Desau angin di panas terik cukup membantu menghilangkan kegerahan siang itu.

"Pak Har, مِنْ أَثَرِ السُّجُوْدِ (min aṡaris sujūd) itu baginya tak sebatas bekas fisik yang tampak (di kening), lebih dari itu, menurutnya lebih kepada laku perbuatan, tindak tanduk di kesehariannya membawa rahmat atau enggak bagi sekelilingnya", lanjut pak Jodi bercerita tentang pandangan salah seorang ulama kota ini. Aku mendengar sembari mengangguk-angguk sebagai tanda sependapat dengan apa yang ia bilang.

            Tidak sedikit orang memahami makna dari مِنْ أَثَرِ السُّجُوْدِ (min aṡaris sujūd)[1], penggalan ayat 29 dari surat Al-Fatḥ tersebut sebatas tampilan fisik umumnya yang membekas di kening sebagai tanda bekas sujud karena efek keseringan ia melaksanakan salat adalah satu bentuk menandakan kesalihan dan ketakwaan seseorang. Padahal, memahaminya tak sesempit itu. Al-Asyqar menyebutkan bahwa yang dimaksud adalah wajah yang terlihat berseri-seri dan teduh serta menampakkan cahaya.[2] Hal itu menurut As-Sa’di dihasilkan dari banyak serta baiknya ibadah yang seorang hamba lakukan itu membekas di wajahnya hingga bersinar karena batinnya bersinar disebabkan salat, maka lahirnya juga bersinar.[3] Dengan kata lain lahir yang dimaksud adalah tak sebatas bekas hitam yang muncul pada keningnya melainkan kepada perbuatan di kesehariannya bak cahaya atau tidak. Sifatnya cahaya adalah menyinari, begitu pula dengan laku perbuatannya hendaknya membawa rahmat, dengan begitu ia menjadi suluh kehidupan bagi sekelilingnya.

Beberapa jenak kemudian pesanan kami pun datang.

"Yok pak, makan kita dulu, abis ini, bapak lanjut lagi, sor kali awak", ajak ku.

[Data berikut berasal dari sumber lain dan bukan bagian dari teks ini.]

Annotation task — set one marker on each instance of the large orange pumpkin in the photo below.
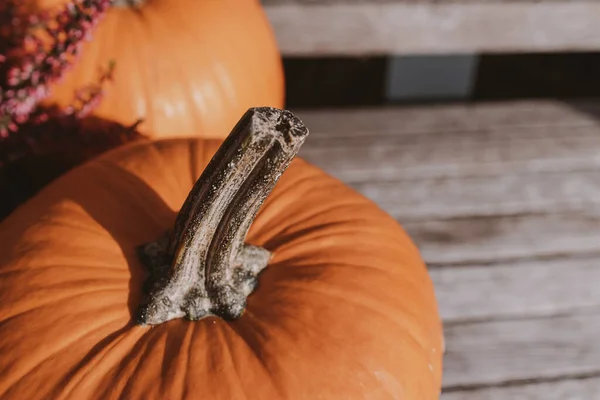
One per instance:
(344, 310)
(186, 67)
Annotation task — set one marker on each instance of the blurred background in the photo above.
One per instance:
(475, 124)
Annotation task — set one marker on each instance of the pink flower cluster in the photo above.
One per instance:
(36, 51)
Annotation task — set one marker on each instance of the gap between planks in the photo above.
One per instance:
(352, 28)
(578, 388)
(492, 353)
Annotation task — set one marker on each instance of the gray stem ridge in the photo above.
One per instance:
(202, 267)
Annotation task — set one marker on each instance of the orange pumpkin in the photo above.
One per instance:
(186, 67)
(344, 310)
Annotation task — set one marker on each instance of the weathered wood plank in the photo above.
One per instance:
(568, 389)
(473, 240)
(343, 123)
(426, 27)
(509, 194)
(498, 352)
(517, 289)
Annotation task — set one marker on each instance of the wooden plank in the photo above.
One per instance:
(451, 142)
(475, 240)
(567, 389)
(341, 27)
(500, 352)
(509, 194)
(359, 122)
(517, 289)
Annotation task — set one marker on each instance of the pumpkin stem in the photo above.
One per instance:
(202, 267)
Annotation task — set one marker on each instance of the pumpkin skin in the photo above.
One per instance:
(186, 67)
(345, 308)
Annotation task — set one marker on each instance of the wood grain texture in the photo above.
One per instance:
(503, 199)
(568, 389)
(474, 240)
(347, 123)
(517, 289)
(309, 28)
(442, 141)
(515, 192)
(498, 352)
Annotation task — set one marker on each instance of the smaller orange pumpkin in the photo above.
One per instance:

Cuaca Medan akhir-akhir ini tak menentu, kadang panas, kadang mendung, tepat hari sewaktu kami makan di daerah Jl. Bromo panasnya mencapai 33° Celcius, tiada lain tiada bukan obat penyegar cuaca panas khas Medan adalah Teh Manis Dingin, Mandi biasa orang kota ini menyebutnya.

Saat kami ngobrol tentang perkara agama tentunya melanjutkan pembahasan yang menggantung sebelum makan tadi, tampak di ujung parkiran sesosok agak tambun dan rambut hampir seluruhnya memutih itu yang tak asing bagi kami datang mendekat.

Assalᾱmu ‘alaikum Ongah, pak Jodi’, sapanya.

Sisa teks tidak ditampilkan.